Cleaning the generated ontology

  • Use clean mode of generate_ontology to clean the generated files from a given directory.

  • All the arguments of generate_ontology clean are explained as below:

usage: generate_ontology clean [-h] --dir DIR [--force]

optional arguments:
 -h, --help  show this help message and exit
 --dir DIR   Generated files to be cleaned from the directory path.
 --force     If true, skips the interactive deleting offolders. Use with
  • Now, let’s try to clean up only the automatically generated files and directories. Say, there are user-created files in the generated folder, user_project/src/ft, called important_stuff that we do not want to clean up.

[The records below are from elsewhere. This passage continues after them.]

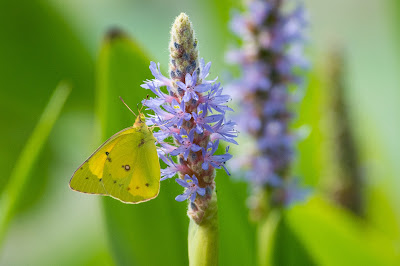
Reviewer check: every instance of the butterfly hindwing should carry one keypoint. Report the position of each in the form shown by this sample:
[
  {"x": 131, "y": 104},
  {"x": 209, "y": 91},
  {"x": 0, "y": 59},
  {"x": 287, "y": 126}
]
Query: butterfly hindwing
[{"x": 125, "y": 167}]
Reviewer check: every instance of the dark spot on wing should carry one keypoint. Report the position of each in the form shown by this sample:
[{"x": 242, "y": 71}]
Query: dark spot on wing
[{"x": 141, "y": 143}]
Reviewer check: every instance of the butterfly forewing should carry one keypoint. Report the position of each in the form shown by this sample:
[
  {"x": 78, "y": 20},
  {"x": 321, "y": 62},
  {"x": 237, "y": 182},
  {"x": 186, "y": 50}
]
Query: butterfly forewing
[{"x": 125, "y": 167}]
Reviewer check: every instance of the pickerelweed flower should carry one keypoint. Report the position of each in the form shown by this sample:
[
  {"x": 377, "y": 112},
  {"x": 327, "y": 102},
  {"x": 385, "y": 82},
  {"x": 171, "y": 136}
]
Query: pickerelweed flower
[
  {"x": 190, "y": 112},
  {"x": 271, "y": 56}
]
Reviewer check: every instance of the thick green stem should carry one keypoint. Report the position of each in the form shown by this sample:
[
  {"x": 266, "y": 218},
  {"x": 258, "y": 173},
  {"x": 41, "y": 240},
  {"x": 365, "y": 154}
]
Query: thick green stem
[
  {"x": 29, "y": 156},
  {"x": 203, "y": 237}
]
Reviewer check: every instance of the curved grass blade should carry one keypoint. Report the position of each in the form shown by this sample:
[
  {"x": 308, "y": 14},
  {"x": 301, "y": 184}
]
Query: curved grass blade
[
  {"x": 151, "y": 233},
  {"x": 29, "y": 156}
]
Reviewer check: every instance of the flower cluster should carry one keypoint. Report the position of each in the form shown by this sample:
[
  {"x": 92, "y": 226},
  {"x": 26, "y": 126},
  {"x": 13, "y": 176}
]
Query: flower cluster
[
  {"x": 270, "y": 58},
  {"x": 190, "y": 112}
]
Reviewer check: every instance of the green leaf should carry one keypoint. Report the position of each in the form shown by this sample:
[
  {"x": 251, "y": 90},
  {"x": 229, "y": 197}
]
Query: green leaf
[
  {"x": 334, "y": 237},
  {"x": 154, "y": 232},
  {"x": 237, "y": 234},
  {"x": 29, "y": 156}
]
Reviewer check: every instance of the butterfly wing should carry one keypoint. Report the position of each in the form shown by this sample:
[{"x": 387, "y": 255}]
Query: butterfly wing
[{"x": 125, "y": 167}]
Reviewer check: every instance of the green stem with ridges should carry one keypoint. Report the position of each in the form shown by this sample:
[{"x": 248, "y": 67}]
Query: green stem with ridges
[{"x": 203, "y": 237}]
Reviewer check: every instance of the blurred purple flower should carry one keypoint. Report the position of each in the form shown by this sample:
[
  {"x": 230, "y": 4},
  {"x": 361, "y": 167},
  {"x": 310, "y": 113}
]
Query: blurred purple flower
[{"x": 192, "y": 188}]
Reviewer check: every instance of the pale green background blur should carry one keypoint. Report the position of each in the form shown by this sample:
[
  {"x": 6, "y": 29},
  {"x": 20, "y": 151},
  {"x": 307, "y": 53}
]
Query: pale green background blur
[{"x": 43, "y": 42}]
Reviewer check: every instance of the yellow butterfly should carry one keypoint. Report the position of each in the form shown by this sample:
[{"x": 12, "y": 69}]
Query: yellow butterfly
[{"x": 125, "y": 167}]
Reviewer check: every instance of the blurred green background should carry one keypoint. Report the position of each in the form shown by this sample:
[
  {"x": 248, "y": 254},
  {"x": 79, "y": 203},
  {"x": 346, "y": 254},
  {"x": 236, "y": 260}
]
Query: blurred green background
[{"x": 46, "y": 41}]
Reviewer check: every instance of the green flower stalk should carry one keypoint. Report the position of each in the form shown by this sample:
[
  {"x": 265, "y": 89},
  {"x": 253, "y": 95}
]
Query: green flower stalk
[
  {"x": 344, "y": 181},
  {"x": 191, "y": 118}
]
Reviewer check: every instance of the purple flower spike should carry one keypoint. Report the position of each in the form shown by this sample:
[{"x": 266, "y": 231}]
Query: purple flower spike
[
  {"x": 192, "y": 188},
  {"x": 271, "y": 59},
  {"x": 190, "y": 88}
]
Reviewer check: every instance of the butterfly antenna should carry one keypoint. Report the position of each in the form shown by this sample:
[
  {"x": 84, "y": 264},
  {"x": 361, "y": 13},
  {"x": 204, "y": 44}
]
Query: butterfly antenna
[
  {"x": 144, "y": 102},
  {"x": 127, "y": 106}
]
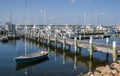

    $ mkdir user_project/src/ft/important_stuff
    $ touch user_project/src/ft/important_stuff/
    $ tree user_project
    ├── configs
    │   ├── example_complete_ontology_config.json
    │   └── example_import_ontology_config.json
    └── src
       ├── custom
          └── user
       └── ft
           ├── important_stuff
           └── onto
  • Run the cleanup command and observe the directory structure. The cleanup preserves the partial directory structure in the case there exists files that are not generated by the framework.

    $ generate_ontology clean --dir user-project/src
    INFO:scripts.generate_ontology.__main__:Directory /Users/mansi.gupta/user_project/src not empty, cannot delete completely.
    INFO:scripts.generate_ontology.__main__:Deleted files moved to /Users/mansi.gupta/user_project/.deleted/2019-11-28-02-53-29-952561.
  • For safety, the deleted directories are not immediately deleted but are moved to a timestamped directory inside .deleted and can be restored, unless --force is passed.

  • If the directories that are to be generated already exist, the files will be generated in the already existing directories.

  • Automatically generated folders are identified by an empty marker file of the name .generated, and automatically generated files are identified by special headers. If the headers or marker files are removed manually, than the cleanup won’t affect them.